Kamala Harris is not a perfect
candidate for president. It is possible to pick apart her policy ideas and
extremely easy to criticize her unusually circular speaking patterns — she
often sounds like she’s vamping until her internal search algorithm finds the
right keyword and issues a preloaded response. Did you know she prosecuted
transnational criminal organizations? You will.
But look beyond the locked-in
message discipline to her approach to campaigning, and it is clear Harris is
deeply, meaningfully committed to solving collective action
problems. She has assembled a politically diverse group of
people to support her that range from AOC to Liz Cheney to Mark Cuban, and most
of her claims about how she’ll run the country differently than Biden come down
to putting Republicans in her Cabinet and reaching across the aisle more. She
has, for better or worse, made approaches to the crypto community while
championing restrictions on price gouging and regulations on banks. She had
antimonopoly Senator Elizabeth Warren onstage at the Democratic National Convention
while having Google antitrust defense lawyer Karen Dunn serve as her debate
advisor.
You might not agree with some of
the depressingly averaged-out policy positions produced by this unnervingly big
tent. You might have some serious problems with, say, her proximity to the
current administration and its approach to the war in Gaza. But this is what
happens when the other party in our two-party system can only generate policy
ideas that amount to AI-generated blood libel and RETVRN memes on X.
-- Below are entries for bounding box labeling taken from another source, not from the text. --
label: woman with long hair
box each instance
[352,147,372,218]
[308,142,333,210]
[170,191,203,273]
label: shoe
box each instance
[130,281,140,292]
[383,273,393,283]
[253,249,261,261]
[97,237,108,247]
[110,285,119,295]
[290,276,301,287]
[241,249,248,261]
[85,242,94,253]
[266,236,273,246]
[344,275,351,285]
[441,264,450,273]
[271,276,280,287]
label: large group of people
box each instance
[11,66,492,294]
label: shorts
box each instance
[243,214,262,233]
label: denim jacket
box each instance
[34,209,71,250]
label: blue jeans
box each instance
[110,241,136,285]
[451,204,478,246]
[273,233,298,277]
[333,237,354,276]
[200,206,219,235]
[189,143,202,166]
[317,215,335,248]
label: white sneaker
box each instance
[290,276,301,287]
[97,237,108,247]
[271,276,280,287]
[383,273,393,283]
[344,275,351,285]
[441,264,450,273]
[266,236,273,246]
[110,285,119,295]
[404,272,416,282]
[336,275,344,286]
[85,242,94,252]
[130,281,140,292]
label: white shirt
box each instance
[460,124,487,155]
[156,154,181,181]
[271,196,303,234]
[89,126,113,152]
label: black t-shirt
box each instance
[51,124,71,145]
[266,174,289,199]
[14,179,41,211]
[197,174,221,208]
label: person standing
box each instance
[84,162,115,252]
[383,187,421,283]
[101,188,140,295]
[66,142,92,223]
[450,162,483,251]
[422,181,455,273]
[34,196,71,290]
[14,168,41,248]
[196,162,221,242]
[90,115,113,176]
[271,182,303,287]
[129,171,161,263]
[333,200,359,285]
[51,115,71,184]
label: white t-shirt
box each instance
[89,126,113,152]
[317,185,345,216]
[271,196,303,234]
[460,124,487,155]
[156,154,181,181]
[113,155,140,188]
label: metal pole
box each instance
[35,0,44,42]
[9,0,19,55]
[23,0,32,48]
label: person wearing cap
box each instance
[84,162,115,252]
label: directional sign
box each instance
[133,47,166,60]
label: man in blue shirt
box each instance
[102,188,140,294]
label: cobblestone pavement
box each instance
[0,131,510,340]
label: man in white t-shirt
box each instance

Trump and the MAGA movement have stripped the Republican Party of the ability
to govern democratically, so that process has moved inside the Harris
coalition.
In many ways, the ecstatic
reaction to Harris is simply a reflection of the fact that she is so
clearly trying. She is trying to govern America the way
it’s designed to be governed, with consensus and conversation and effort. With
data and accountability, ideas and persuasion. Legislatures and courts are not
deterministic systems with predictable outputs based on a set of inputs — you
have to guide the process of lawmaking all the way to the outcomes, over and
over again, each time, and Harris seems not only aware of that reality
but energized by it. More than anything, that is the
change a Harris administration will bring to a country exhausted by decades of
fights about whether government can or should do anything at all.
It is time to stop denying the
essential nature of the problems America faces. It is time to insist that we
use the power of our democracy the way it’s intended to be used. And it is far
past time to move beyond Donald Trump.
A vote for Harris is a vote for
the future. It is a vote for solving collective action problems. It is a vote
for working together, instead of tearing our world to shreds.